"وصادق" - Translation from Arabic to Turkish

    • ve dürüst
        
    • dürüstsün
        
    • dürüst ve
        
    • ve samimiydi
        
    Aramızda açık ve dürüst bir diyalog olmasaydı, bu seçimler önümüzdeki dört yıl boyunca fil gibi aramıza girecekti. Kelime oyununu kasten yaptım. TED وبدون حوار مفتوح وصادق بيننا، كانت هذه الانتخابات ستكون المشكلة الواضحة طيلة السنوات الأربع القادمة، والتورية مقصودة.
    Yine de sık sık Rich'in Kathy'ye sunduğu gibi basit ve dürüst bir açıklama sunulduğunda bunu reddediyoruz. TED ولكن مرارًا وتكرارًا، عندما يتمُ تقديم شرح بسيط وصادق مثل الذي قدّمه ريتش لكاثي، نحنُ نرفضه.
    Biliyorum bu onun son isteği ve açık sözlü ve dürüst olmalıyım ama sorun şu ki, onun hakkında söyleyecek iyi şeyler bulamıyorum.

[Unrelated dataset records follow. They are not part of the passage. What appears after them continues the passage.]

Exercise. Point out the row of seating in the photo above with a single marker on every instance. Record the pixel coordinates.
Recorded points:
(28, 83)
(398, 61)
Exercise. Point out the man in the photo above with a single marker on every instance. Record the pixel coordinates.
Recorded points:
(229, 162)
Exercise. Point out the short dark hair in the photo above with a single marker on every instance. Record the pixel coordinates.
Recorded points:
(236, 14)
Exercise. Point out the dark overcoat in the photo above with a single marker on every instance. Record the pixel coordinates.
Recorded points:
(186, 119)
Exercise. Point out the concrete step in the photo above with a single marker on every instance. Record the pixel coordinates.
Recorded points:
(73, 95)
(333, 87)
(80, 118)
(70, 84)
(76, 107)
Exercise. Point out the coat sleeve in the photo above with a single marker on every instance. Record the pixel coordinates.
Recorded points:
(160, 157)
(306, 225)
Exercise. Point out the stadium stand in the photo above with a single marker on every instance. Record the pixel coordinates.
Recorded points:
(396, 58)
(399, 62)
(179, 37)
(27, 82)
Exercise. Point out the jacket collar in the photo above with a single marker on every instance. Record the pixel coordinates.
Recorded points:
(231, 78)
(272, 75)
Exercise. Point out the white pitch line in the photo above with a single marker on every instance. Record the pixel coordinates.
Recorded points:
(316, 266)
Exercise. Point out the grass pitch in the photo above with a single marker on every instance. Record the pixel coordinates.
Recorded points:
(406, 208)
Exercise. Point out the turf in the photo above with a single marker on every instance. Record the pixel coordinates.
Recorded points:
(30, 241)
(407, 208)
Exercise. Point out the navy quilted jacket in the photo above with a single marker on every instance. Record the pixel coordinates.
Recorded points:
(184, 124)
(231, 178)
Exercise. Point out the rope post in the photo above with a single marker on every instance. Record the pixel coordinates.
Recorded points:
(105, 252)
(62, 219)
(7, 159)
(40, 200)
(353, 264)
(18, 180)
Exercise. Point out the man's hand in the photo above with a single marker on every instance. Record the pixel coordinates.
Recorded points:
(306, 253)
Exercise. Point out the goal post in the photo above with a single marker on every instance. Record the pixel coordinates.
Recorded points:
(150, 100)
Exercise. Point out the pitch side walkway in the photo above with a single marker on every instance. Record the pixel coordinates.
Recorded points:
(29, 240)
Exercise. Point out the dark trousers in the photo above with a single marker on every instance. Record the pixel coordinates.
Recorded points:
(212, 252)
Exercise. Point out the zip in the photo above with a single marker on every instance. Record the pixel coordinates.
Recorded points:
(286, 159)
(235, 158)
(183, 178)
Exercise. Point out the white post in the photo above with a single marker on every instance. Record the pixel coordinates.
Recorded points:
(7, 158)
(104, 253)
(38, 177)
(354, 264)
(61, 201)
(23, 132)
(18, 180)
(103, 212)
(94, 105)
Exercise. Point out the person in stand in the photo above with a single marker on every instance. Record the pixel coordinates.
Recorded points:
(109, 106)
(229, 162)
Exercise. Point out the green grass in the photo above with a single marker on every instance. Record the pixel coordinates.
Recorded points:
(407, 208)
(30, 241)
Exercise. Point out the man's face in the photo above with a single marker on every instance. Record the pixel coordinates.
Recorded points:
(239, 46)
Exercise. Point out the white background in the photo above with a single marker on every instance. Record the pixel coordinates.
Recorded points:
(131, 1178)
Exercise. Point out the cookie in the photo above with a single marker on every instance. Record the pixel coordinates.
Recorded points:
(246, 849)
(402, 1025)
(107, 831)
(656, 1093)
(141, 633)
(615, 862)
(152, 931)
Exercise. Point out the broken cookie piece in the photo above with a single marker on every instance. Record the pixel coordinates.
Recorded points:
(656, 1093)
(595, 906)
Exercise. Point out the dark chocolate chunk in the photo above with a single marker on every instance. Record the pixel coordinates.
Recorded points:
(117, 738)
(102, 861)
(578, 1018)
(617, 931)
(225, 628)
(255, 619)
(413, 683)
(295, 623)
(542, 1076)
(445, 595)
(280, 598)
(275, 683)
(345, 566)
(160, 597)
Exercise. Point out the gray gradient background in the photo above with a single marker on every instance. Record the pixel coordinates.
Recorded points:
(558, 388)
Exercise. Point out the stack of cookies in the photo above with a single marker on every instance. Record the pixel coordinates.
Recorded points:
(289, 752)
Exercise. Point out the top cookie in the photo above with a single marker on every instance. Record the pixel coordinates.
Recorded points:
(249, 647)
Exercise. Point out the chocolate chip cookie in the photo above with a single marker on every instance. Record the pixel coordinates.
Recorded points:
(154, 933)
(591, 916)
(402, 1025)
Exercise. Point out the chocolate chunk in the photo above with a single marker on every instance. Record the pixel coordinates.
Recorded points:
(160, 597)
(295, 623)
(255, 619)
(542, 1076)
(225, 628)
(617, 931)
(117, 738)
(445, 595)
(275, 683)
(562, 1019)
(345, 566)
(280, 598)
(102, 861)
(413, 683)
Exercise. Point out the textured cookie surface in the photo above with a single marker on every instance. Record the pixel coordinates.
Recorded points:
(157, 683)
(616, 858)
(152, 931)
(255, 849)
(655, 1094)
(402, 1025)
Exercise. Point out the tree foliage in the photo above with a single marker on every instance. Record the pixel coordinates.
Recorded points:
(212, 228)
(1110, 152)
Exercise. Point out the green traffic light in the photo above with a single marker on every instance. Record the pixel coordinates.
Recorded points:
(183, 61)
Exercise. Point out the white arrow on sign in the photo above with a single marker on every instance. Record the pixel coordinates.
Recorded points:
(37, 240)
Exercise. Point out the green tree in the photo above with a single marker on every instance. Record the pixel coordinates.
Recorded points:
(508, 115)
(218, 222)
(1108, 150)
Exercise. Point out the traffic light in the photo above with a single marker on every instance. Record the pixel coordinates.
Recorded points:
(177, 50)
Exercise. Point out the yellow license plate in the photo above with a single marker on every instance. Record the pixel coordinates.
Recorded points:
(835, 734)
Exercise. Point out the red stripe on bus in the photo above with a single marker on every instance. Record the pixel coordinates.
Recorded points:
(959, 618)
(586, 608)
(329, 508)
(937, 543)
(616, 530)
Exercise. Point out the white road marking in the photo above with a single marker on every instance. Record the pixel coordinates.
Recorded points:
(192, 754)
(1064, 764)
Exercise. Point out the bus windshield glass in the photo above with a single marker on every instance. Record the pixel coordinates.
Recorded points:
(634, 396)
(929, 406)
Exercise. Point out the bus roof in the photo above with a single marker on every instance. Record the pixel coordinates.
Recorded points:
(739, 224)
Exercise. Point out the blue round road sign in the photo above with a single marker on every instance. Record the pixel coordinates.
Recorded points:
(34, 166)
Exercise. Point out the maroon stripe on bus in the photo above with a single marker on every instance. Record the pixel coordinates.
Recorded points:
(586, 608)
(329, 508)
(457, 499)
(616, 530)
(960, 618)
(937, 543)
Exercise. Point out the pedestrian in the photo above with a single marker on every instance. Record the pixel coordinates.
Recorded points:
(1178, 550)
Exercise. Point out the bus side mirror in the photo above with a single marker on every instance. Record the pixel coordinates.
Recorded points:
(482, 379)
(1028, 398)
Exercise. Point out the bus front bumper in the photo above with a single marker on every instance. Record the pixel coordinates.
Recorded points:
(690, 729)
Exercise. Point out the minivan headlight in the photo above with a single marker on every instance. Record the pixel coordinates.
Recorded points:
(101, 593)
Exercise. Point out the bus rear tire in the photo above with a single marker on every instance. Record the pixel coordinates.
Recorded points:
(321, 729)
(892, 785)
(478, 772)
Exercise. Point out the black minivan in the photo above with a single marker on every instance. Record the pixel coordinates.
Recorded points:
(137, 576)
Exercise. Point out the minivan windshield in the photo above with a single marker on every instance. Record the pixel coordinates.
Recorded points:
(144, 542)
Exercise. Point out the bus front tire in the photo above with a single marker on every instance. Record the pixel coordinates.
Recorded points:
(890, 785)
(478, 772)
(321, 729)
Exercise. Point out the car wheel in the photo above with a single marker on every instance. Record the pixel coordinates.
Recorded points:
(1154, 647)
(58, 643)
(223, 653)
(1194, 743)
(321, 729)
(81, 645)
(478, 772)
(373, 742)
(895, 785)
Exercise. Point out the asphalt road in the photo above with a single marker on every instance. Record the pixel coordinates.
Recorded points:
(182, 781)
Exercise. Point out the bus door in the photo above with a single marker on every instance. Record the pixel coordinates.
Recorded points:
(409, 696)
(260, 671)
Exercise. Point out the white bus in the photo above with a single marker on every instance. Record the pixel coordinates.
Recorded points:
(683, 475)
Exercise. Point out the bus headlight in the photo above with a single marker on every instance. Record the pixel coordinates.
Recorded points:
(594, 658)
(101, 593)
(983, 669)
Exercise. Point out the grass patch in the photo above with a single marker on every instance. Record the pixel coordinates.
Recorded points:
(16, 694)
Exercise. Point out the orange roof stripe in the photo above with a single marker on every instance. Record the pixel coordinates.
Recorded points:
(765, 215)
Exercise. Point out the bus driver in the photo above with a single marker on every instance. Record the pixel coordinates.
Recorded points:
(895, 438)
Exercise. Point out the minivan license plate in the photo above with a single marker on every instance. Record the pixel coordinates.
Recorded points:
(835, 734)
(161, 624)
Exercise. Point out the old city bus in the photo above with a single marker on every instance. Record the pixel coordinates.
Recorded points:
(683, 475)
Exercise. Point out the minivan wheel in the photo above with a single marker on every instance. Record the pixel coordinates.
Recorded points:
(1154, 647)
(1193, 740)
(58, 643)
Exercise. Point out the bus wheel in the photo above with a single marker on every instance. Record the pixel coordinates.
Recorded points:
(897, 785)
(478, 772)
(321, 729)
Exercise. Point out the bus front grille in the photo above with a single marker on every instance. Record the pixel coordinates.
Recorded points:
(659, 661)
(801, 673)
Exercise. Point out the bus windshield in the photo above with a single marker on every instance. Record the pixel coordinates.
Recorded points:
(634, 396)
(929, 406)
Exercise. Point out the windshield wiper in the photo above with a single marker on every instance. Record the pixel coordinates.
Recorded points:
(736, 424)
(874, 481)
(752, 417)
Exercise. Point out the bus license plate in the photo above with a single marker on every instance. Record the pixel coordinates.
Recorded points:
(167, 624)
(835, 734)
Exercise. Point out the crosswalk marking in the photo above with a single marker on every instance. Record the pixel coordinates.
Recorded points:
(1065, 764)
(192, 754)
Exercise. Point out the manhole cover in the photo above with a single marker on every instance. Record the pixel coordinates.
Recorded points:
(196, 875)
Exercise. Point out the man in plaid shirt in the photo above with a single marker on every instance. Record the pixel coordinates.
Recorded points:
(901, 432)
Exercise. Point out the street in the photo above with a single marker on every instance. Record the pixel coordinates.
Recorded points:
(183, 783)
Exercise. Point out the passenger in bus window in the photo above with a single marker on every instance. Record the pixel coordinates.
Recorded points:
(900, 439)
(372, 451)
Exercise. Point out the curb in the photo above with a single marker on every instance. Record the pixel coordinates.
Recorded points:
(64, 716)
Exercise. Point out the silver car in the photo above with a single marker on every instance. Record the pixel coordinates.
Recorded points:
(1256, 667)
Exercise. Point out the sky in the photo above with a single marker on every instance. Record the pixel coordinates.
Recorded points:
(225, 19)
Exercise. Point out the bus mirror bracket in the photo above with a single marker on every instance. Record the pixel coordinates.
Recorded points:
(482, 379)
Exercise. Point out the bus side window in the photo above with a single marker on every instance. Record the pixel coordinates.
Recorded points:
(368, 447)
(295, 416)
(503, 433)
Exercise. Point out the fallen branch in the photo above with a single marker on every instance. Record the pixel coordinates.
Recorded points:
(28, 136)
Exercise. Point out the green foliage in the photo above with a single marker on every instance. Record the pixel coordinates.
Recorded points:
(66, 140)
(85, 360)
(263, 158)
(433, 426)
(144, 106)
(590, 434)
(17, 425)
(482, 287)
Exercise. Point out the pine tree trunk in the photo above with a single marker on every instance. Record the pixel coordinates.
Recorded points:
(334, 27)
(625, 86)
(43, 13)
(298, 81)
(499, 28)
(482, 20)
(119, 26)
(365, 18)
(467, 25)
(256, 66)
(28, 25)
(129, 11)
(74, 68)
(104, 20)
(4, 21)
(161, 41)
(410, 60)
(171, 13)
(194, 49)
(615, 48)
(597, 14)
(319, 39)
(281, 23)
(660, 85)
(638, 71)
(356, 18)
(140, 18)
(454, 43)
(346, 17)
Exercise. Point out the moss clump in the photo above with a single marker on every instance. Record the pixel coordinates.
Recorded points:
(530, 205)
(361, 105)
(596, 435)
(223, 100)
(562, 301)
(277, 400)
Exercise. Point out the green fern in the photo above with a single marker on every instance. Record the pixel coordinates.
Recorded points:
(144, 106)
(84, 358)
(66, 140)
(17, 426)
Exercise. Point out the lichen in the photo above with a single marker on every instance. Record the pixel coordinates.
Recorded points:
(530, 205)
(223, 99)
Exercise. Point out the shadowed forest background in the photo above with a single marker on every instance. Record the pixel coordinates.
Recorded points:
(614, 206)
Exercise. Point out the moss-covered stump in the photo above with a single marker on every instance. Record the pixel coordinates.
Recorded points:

Open Subtitles أعلم بان هذا كان طلبه النهائي أنني اكون صريح وصادق لكن المشكلة لا أستطيع العثور على أي شيء جيد
    Çünkü sende olmak istediğim her şey var. Sen sadıksın, dürüstsün, kibarsın. Open Subtitles لأنّك تتسم بكلّ المُثُل التي أتطلّع إليها، فأنت وفيّ وصادق وعطوف
    Ne olursa olsun her zaman dürüst ve açık ol. Open Subtitles مهما كلف الأمر دائماً كنا صريح وصادق ومنفتح
    Ortamın havası dostâne ve samimiydi. Open Subtitles أن المكان لطيف ودافئ وصادق بالنسبة له
    Öyleyse neden birbirimize karşı medeni, nazik ve dürüst olmuyoruz, anlaştık mı? Open Subtitles لذا الذي لا نحن فقط يُحاولُ لِكي يَكُونَ مؤدّبينَ مدنيينَ وصادق مَع بعضهم البعض، حسناً؟
    O iyi ve dürüst bir insan ve Hıristiyan yardımseverliğine örnek olmak istiyor. Open Subtitles إنه رجل خيرَ وصادق و يحاول جمع التبرعات للكنيسة
    İnançlı ve dürüst olacağım. Open Subtitles والصليب الواهب للحياة لأن أكون مخلص وصادق دائماً
    Nazik ve dürüst olduğunu sanmıştım. Open Subtitles حسناً ، جيد له لقد أعتقدت انك كريم وصادق
    - Somut, anlamlı ve dürüst şeyler söyleyeceğini düşünerek ve söylemediğinde şaşırarak bir yerlere gelmeyi sürdüremem. Open Subtitles لا استطيع ان اتي وانا اعتقد انك ستقول شيء كبير وذا مغزى وصادق ثم اتفاجئ عندما لا تفعل
    Ama seks yapmamın sebebi, senin zeki, komik ve dürüst olduğunu düşünmemdi. Open Subtitles وأقمت العلاقة معك لأنني اعتبرتك ذكي ومسـلي وصادق
    Gerçek ve dürüst ve hemen anlaşılabilecek şeyler değil ama sonra çok yüzünüzde oluyor, bilirsiniz, gürültülü bir şekilde. Open Subtitles حقيقي وصادق ورقيق للغاية نوعاً ما بل مباشر في الوجه أيضاً كما تعلم ، بصوتٍ عالٍ
    O, küstah bir b. k, biliyorum, ama aynı zamanda iyi ve dürüst bir adam. Open Subtitles . إنه متعجرف لعين , ولكنه رجل طيب وصادق
    Adil ve dürüst bir lider. Open Subtitles إنها قائد عادل وصادق ولها احترام الوحدة
    Sen. Karının gözlerine bak ve Jaikant'ın temiz ve dürüst bir adam olduğunu söyle. Open Subtitles أنت. ننظر إلى عيون زوجتك ويقول .. وهذا هو Jaikant رجل محترم وصادق.
    Aynı zamanda sadık ve dürüstsün. Open Subtitles ولكن أنت أيضا مخلص وصادق وشخص لطيف
    Chih-hao, sadık ve dürüstsün. Open Subtitles هاو شية، أنت موالي وصادق.
    Vefalısın, dürüstsün, iyi bir insansın. Open Subtitles أنت وفى, وصادق ونزيه
    Bu sene dürüst ve güzel bir iş çıkardığı için oğlumla gurur duyuyorum. Open Subtitles اود ان اشكر الله لأنه ابن صالح وعمل بجد في هذا العام بشكل حسن وصادق.
    Tüm buluşma boyunca... Romantik ve samimiydi. Open Subtitles رومانسيّ، وصادق...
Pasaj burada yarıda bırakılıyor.